実は日本の高校の多くが国公立なのだ。現在、高校総数のうち、約75パーセントが公立校。生徒数では約70パーセントが公立の高校(中等教育学校なども含む)に在籍しているのだ。思ったよりも高い割合ではないだろうか。
さかのぼれば、公立の比率はもっと高くなる。つまり、日本人の大多数は国公立高校出身。
「オレは公立出身だから公立が好きだ!」
という主張を聞いたことはないが、大多数が無意識のうちに公立好きの傾向になるのも頷けるだろう。
そんな理由もあり、特別に高校野球ファンから大きな期待が注がれる公立校。過去の伝説的な旋風と同じような圧倒的な熱量を持ったブームを起こすのは、やはり公立校の可能性が高い。
それでは、この夏、甲子園に出場する公立校を紹介しよう。
・大曲工(秋田/県立/初出場)
・いなべ総合学園(三重/県立/6年ぶり2回目)
・市尼崎(兵庫/市立/33年ぶり2回目)
・市和歌山(和歌山/市立/2年ぶり5回目)
・境(鳥取/県立/初出場)
・出雲(島根/県立/初出場)
・鳴門(徳島/県立/5年連続11回目)
・唐津商(佐賀/県立/5年ぶり5回目)
・長崎商(長崎/県立/29年ぶり7回目)
・嘉手納(沖縄/県立/初出場)
スポーツ新聞などの予想でもっとも下馬評が高いのは、春夏連続出場のいなべ総合学園。

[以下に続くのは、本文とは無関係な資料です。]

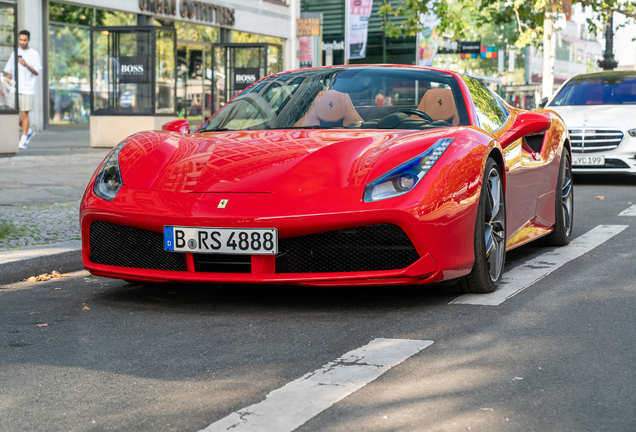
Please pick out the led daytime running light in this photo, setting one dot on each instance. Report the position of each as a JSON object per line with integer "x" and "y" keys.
{"x": 392, "y": 183}
{"x": 108, "y": 180}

校名的には私立っぽさがあるが、県立校で13万平方メートルの広大な敷地を持つ。うち体育施設は6万平方メートルにも渡り、充実した環境の“ニュータイプ公立校”といえるだろう。
また、鳴門も「徳島県内無敵」と名高い。ちなみに徳島県は現在に至るまで私立校の甲子園出場がない全国唯一の地区だ。
そのほかの学校は残念ながら高い下馬評を得てはいないが、逆にいえば“旋風”に期待できる。特に境、出雲の山陰勢や大曲工は、近年不調の県勢の鬱憤を晴らす活躍ができれば即旋風だろう。
初出場の嘉手納にも判官びいきの期待がかかる。ただでさえ沖縄は公立や私立を問わず、旋風が起きやすい“特区”。旋風マニアにはたまらない注目校だ。